I'm fairly sure that for any given number base, n, it will fail for repunits longer than n.

So, for most commonly used number systems, I can show that it fails.

 

It's like the "observation" that 11^n gives you Pascal's triangle.

Posted

Can someone proove btw that every symmetrical number (although, that's what I suspect) is dividable by 11?

 

(1881, 3649229463, 635536, ...)

Posted (edited)

Very well, then. Thank you for your help so far!

 

Now, I've found a 'less vague' formula (n is defined more clear) for squaring the series 1, 11, 111, 1 111, 11 111, 111 111, ...

 

[math]\left[\sum_{i=0}^{n-1}{\left(10^i\right)}\right]^2 = \sum_{i=0}^{n-1}{\left(i\cdot 10^{i-1}\right)}+\sum_{i=0}^{n}{\left[\left(n-1\right)\cdot 10^{n-1+i}\right]}[/math] with [math]n[/math] the number of times "1" appears in the term on place "n" of the series, represented by [math]\sum_{i=0}^{n-1}{\left(10^i\right)}[/math].

 

My final question: (how) can this be proven? (Or is this something which can be accepted solely by assumptions and axioma's?)

Edited by Function
Posted

It might be easier to work in binary where they are all of the form 2^n -1

The base 10 repunits are of the form (10^n -1) /9

 

I'm afraid I don't understand exactly what you're saying..

Posted (edited)

So, my conclusion would be:

 

[math]\forall n\in\mathbb{N}: 2\left[\sum_{i=0}^{n}{i}\right]+(n+1)=n^2[/math]

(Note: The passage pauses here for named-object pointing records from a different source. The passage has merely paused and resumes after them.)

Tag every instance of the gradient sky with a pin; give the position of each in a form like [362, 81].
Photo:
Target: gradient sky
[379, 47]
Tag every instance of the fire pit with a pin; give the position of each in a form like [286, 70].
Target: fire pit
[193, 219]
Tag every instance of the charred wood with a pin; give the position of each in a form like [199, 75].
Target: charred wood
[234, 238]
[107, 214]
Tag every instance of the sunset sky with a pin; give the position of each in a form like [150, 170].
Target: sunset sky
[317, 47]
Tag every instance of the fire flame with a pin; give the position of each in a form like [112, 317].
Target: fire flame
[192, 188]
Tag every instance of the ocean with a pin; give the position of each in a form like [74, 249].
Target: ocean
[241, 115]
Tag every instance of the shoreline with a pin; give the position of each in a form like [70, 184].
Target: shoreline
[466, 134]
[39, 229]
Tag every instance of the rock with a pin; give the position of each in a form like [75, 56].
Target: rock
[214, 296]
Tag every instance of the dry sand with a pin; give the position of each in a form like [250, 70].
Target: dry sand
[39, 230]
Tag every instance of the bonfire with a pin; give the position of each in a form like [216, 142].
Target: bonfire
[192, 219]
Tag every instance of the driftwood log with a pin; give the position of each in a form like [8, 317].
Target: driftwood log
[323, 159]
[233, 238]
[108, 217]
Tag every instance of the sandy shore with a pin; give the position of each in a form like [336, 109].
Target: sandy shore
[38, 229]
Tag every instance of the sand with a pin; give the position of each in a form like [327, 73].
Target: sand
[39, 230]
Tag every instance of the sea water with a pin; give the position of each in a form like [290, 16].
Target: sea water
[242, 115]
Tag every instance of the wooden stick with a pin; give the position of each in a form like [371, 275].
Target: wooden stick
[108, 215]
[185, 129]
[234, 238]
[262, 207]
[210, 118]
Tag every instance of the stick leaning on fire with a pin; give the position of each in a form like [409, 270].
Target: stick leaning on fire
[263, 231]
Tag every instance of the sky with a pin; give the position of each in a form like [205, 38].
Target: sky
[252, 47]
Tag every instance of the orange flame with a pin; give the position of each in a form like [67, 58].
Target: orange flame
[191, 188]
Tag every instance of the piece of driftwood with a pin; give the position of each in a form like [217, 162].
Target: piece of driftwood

[latex]2\left[\sum_{i=0}^{n}{i}\right]+(n+1)\ =\ 2\left[\frac{n(n+1)}2\right]+(n+1)\ =\ (n+1)^2[/latex]

 

Also [latex]\left(\sum_{i=0}^n10^i\right)^2\ =\ \sum_{i=0}^n10^{2i}+2\sum_{0\leqslant i<j\leqslant n}^n10^{i+j}[/latex] using the formula

 

[latex]\left(a_n+a_{n-1}+\cdots+a_1+a_0\right)^2\ =\ a_n^2+\cdots+a_0^2+2\sum_{0\leqslant i<j\leqslant n}^na_ia_j[/latex]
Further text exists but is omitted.